Blame the internet, at least in part, because of its prodigious grasping hunger for content. If you want to keep your site in the game, you've got to be rolling out new content several times daily. And that content has to come from somewhere, and there has to be a lot of it, and it has to be cheap.
The old Huffington Post model was a prime example of what can happen next. You may recall that I used to write for HuffPost. So did a lot of other people. It paid exactly $0.00; more accurately, it paid in eyeballs. Sometimes it paid handsomely; this piece may be the most-viewed thing I've ever written.
What we've got is an information ecosystem in which people can't afford to be writers. Nobody who does journalism for a living is making a particularly great living
And what that means, in turn, is that we have an information ecosystem in which many of the producers aren't actually working for the organization under whose masthead they appear.
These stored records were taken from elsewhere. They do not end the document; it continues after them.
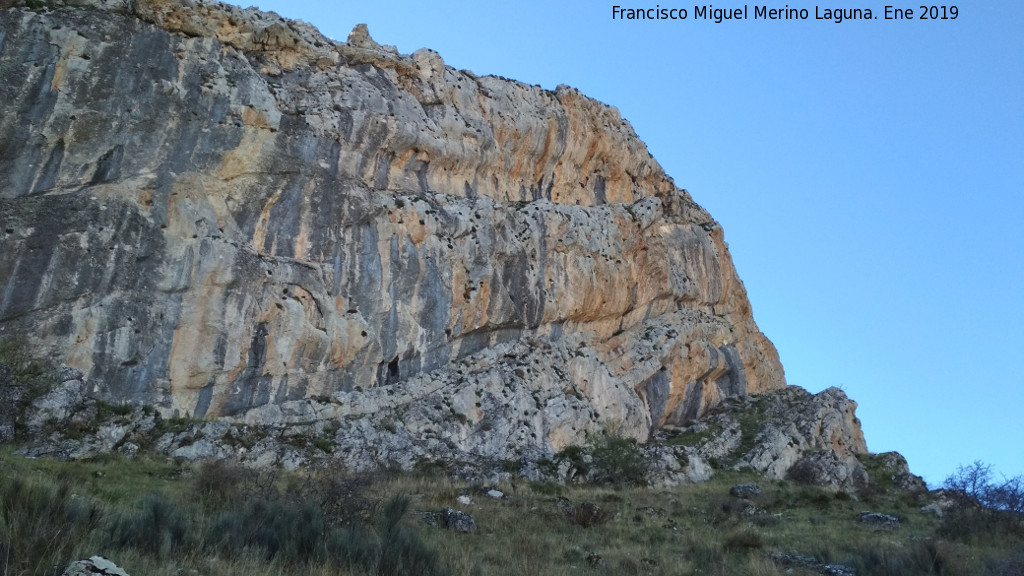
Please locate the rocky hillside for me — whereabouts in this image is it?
[0,0,880,481]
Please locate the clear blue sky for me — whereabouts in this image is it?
[249,0,1024,485]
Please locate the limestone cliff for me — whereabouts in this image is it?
[0,0,784,461]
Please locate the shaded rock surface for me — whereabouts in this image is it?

They are either working for someone else, or they're working out of dedication to a cause.
I'm not just talking about the cardboard faux fronts put up by the wealthy, eg Education Post, originally created by Eli Broad, Laurene Powell Jobs, and others of that crowd to imitate an education information website while really devoted to pushing their PR (EdPost has recently morphed into something a little more interesting, but that's a conversation for another day).
I'm talking, for instance, about thinky tank employees who are readily available as a source for any education article, because that's part of their job, and who regularly produce content for other outlets not because they are working for those outlets, but because they are using those outlets to do their real job, which is to push a particular narrative.
Those of us who blog are used to accusations that we're tools of the teachers union, and I think that's partly because that's the model that many folks in the reformy biz are familiar with--you get paid by these folks over here so that you can go write stuff for those guys over there. What has marked much of the resistance to privatization and disruption of education has been a whole lot of folks willing to do the work for no pay but eyeballs, and that has been a powerful force, but at the same time, it has meant that the movement relies on a loose network of people who have lives and day jobs and have to somehow do the work in the margins, while the ed disruption movement has a small army of employees for whom getting the word out and selling the narrative is their day job. And behind them, guys like Gates who are funding a whole lot of writing in other organizations' publications, and making it easer to insure that their narrative is the one that's most readily accessible to readers.